Penampilan gemilangnya pada 26 Juni tersebut sontak menjadi perbincangan hangat di media sosial. Banyak penggemar yang menganalisis bagaimana kontribusi fundamentalnya menjadi kunci kemenangan telak timnya.

BEDAH BAKAT

Dalam perannya sebagai jangkar, Pape Gueye menunjukkan kelasnya dalam mengontrol tempo dan area permainan. Ia bukan hanya sekadar pemutus serangan Irak yang efektif, tetapi juga menjadi titik awal transisi cepat Senegal dari bertahan ke menyerang.
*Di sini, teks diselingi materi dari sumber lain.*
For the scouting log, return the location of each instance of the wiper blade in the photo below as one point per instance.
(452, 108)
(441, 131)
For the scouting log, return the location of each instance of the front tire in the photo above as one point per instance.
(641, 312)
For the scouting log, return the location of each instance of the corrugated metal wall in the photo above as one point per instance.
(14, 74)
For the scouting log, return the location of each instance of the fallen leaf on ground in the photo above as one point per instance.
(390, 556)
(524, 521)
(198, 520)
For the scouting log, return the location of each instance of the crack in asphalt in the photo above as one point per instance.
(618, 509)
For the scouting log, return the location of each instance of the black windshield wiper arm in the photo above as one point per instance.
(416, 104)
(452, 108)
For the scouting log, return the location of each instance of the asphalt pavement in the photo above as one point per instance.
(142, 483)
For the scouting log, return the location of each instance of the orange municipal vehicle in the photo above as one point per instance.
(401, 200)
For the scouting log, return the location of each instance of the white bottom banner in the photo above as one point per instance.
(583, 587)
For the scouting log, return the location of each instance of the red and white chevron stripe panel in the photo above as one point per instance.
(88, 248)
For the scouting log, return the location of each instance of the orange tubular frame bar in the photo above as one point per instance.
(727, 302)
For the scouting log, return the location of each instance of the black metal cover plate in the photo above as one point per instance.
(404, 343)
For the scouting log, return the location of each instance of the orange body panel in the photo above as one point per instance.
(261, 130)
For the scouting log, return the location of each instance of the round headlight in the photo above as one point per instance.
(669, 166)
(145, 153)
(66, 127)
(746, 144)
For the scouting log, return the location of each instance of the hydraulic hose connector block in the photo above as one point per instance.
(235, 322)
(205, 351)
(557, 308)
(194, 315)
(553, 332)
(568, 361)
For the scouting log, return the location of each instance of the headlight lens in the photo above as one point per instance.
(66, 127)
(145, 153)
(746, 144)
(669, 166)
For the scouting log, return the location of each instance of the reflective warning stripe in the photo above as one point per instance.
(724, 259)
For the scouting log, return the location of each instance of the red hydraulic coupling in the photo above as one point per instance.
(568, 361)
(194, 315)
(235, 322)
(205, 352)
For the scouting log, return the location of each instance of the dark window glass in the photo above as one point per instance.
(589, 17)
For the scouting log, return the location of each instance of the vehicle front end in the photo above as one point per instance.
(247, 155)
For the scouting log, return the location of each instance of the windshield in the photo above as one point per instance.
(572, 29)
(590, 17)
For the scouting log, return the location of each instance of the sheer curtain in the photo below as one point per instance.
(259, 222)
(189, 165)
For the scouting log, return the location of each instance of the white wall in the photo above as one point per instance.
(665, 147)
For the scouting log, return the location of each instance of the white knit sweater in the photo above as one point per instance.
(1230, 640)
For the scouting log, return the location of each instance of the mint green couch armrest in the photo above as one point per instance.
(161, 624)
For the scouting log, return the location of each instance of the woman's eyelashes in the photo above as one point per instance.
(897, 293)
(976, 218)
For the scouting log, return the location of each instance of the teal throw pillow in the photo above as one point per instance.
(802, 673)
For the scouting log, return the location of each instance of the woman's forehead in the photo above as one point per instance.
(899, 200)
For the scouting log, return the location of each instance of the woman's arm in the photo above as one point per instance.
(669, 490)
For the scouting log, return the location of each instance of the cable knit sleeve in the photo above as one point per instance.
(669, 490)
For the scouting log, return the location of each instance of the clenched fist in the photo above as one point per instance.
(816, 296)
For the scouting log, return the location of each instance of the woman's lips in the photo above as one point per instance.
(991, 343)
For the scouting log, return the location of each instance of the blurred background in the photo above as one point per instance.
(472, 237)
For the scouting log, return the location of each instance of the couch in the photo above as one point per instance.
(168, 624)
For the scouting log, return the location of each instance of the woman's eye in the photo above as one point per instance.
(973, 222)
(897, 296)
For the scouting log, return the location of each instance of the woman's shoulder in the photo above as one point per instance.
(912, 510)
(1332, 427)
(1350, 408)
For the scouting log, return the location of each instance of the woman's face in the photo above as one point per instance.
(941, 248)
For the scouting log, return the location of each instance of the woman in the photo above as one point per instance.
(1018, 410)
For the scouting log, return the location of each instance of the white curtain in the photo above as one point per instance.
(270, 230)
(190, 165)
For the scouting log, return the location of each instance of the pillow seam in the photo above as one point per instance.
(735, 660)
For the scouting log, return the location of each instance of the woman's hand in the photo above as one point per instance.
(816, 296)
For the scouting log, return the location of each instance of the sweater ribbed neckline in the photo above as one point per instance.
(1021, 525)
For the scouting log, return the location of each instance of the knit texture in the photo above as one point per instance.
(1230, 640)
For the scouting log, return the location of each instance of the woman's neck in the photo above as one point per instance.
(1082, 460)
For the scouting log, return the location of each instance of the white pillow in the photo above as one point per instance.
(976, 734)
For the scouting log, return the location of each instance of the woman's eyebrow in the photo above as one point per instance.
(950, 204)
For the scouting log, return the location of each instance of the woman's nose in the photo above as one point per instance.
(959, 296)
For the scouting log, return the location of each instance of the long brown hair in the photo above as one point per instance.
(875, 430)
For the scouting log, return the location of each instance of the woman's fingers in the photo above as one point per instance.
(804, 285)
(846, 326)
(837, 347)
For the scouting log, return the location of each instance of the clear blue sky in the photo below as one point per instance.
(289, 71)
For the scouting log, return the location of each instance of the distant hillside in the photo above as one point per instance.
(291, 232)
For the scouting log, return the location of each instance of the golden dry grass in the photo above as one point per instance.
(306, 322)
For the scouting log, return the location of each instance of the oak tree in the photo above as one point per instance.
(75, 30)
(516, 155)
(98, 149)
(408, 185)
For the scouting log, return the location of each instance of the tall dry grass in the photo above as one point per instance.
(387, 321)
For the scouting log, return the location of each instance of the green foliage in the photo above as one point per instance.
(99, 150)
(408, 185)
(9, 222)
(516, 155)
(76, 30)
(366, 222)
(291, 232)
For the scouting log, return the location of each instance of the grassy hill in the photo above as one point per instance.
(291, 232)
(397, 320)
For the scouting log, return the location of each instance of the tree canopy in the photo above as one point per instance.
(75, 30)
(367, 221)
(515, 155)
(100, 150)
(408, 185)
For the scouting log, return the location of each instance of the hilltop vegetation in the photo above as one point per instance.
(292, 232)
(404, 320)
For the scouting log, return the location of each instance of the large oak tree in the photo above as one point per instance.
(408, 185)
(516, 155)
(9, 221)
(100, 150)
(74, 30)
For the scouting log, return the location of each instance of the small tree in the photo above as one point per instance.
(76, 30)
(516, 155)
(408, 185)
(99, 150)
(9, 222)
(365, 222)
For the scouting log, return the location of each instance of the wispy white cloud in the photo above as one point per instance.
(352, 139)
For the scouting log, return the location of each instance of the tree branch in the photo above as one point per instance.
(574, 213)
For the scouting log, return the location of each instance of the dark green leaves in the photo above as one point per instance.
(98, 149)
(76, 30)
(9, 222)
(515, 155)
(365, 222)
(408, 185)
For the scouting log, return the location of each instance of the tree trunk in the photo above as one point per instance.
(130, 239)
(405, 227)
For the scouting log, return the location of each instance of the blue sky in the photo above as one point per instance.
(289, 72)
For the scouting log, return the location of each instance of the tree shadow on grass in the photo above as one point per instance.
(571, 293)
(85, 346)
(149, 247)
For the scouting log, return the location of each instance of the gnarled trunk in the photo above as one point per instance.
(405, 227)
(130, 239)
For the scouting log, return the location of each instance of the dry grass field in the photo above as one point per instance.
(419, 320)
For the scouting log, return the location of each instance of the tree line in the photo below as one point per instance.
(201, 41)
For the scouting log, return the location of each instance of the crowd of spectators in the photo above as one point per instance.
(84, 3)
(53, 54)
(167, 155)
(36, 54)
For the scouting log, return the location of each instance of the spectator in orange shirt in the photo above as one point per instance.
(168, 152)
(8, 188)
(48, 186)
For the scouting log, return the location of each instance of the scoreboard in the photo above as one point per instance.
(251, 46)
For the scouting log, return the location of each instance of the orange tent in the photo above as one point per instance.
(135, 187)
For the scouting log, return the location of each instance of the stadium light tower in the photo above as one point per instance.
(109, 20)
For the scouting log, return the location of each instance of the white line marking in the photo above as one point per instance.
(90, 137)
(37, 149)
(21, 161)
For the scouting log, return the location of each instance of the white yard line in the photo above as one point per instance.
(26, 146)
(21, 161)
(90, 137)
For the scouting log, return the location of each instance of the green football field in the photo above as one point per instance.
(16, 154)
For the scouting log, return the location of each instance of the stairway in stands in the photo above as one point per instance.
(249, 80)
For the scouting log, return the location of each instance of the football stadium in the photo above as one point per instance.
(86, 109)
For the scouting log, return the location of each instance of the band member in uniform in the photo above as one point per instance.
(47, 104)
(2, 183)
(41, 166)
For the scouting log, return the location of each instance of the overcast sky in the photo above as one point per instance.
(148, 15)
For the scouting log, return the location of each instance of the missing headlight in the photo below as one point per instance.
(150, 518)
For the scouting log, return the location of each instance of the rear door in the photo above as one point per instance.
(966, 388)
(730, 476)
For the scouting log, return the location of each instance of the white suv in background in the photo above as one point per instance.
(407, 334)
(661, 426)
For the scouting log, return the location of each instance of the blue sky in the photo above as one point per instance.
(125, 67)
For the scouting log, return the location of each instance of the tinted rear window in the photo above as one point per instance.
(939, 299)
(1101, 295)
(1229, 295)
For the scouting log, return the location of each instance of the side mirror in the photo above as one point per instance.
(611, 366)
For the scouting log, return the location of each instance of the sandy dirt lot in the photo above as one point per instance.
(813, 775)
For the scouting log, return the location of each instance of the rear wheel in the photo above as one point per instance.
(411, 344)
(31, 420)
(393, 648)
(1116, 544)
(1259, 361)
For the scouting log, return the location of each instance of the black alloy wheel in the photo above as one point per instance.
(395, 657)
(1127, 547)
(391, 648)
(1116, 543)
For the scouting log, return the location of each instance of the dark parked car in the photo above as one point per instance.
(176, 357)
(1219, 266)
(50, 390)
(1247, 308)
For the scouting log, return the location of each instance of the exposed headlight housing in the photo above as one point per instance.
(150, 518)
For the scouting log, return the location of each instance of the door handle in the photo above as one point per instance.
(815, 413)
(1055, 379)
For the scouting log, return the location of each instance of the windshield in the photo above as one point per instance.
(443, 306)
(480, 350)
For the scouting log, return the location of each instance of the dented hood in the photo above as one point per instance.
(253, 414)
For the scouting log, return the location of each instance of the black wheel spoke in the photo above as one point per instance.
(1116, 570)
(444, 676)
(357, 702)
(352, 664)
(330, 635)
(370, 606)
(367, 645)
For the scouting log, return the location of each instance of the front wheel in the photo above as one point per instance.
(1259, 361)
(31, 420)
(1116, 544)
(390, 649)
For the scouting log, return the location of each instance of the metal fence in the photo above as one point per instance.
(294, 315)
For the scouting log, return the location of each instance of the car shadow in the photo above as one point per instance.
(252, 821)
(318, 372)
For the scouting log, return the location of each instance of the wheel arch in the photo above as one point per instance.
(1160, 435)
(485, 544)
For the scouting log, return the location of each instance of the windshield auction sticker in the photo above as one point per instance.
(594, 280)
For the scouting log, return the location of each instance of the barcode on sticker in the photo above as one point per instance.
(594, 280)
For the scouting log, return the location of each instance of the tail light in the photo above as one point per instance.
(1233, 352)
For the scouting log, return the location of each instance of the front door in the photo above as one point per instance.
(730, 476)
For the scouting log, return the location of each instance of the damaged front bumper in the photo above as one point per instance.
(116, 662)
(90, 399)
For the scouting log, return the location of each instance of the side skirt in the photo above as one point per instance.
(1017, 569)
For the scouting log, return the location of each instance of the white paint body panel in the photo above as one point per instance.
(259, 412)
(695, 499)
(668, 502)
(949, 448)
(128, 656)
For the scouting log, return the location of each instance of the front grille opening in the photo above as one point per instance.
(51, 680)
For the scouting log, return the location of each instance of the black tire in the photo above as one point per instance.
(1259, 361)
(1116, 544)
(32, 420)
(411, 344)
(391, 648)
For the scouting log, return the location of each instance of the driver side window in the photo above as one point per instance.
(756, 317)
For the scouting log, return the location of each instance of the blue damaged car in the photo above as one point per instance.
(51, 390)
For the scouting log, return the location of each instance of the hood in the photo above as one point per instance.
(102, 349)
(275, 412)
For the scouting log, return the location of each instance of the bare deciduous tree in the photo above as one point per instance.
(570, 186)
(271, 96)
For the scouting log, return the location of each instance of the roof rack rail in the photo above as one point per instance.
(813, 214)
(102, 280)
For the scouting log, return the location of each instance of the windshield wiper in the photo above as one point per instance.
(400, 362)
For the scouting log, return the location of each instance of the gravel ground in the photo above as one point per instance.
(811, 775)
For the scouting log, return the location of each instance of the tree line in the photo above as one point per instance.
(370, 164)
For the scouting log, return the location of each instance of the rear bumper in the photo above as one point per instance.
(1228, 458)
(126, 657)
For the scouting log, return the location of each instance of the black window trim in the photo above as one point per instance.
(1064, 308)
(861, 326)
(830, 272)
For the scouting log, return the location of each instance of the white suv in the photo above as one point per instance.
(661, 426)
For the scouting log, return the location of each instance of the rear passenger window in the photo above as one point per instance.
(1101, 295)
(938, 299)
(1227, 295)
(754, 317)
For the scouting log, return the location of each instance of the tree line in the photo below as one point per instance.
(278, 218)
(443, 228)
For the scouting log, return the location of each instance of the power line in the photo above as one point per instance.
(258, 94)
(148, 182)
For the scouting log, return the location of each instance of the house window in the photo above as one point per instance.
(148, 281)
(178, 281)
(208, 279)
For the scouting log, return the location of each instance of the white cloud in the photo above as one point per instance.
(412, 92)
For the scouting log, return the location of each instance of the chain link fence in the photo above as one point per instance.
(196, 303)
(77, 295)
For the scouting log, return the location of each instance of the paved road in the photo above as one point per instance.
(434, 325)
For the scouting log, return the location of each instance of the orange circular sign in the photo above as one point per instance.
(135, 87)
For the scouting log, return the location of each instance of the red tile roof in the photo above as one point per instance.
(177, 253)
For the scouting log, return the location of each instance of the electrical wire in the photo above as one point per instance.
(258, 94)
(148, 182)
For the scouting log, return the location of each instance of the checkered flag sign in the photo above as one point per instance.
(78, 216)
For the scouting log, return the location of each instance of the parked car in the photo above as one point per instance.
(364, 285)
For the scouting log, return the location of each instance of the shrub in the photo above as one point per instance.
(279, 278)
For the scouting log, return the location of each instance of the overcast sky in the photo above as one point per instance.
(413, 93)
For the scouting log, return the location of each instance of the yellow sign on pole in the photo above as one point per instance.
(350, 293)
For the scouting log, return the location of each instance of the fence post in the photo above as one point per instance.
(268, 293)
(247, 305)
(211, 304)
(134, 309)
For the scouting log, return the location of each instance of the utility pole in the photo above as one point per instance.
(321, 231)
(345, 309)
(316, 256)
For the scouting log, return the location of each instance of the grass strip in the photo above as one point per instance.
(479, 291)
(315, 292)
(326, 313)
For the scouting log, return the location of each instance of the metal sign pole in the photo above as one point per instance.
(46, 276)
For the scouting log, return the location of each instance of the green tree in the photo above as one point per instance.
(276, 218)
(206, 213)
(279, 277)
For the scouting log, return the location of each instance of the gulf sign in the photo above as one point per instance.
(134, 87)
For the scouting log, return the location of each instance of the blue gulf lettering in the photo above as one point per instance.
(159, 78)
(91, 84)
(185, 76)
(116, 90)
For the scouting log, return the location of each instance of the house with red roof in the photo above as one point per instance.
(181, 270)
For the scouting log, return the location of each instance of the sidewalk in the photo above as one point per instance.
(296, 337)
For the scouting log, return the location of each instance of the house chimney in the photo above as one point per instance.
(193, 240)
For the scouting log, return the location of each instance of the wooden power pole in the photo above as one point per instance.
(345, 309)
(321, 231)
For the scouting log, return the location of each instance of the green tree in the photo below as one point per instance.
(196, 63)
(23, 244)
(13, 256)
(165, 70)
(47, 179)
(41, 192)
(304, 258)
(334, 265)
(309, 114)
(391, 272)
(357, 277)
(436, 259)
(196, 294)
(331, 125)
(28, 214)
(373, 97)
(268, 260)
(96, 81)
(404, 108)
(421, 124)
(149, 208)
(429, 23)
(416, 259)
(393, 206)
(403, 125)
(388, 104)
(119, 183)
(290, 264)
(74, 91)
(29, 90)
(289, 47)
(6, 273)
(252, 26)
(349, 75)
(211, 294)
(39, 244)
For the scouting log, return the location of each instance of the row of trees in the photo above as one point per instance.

Dominasinya di lini tengah membuktikan bahwa penghargaan yang ia terima bukanlah kebetulan. Itu adalah buah dari kecerdasan taktis dan ketenangan luar biasa di bawah tekanan panggung sebesar turnamen di USA, Meksiko, dan Kanada.

JEJAK KARIR

Performa ini menegaskan bahwa Gueye adalah prototipe gelandang jangkar modern yang ideal untuk sistem permainan dengan pressing tinggi dan transisi cepat. Ia adalah sosok pengatur tempo yang sekaligus mampu merusak ritme lawan.

Bagi klub mana pun yang mencari pemain dengan profil tersebut, penampilannya di laga ini adalah validasi kualitas yang tak terbantahkan. Gueye telah membuktikan bahwa ia siap mengemban peran krusial di level tertinggi.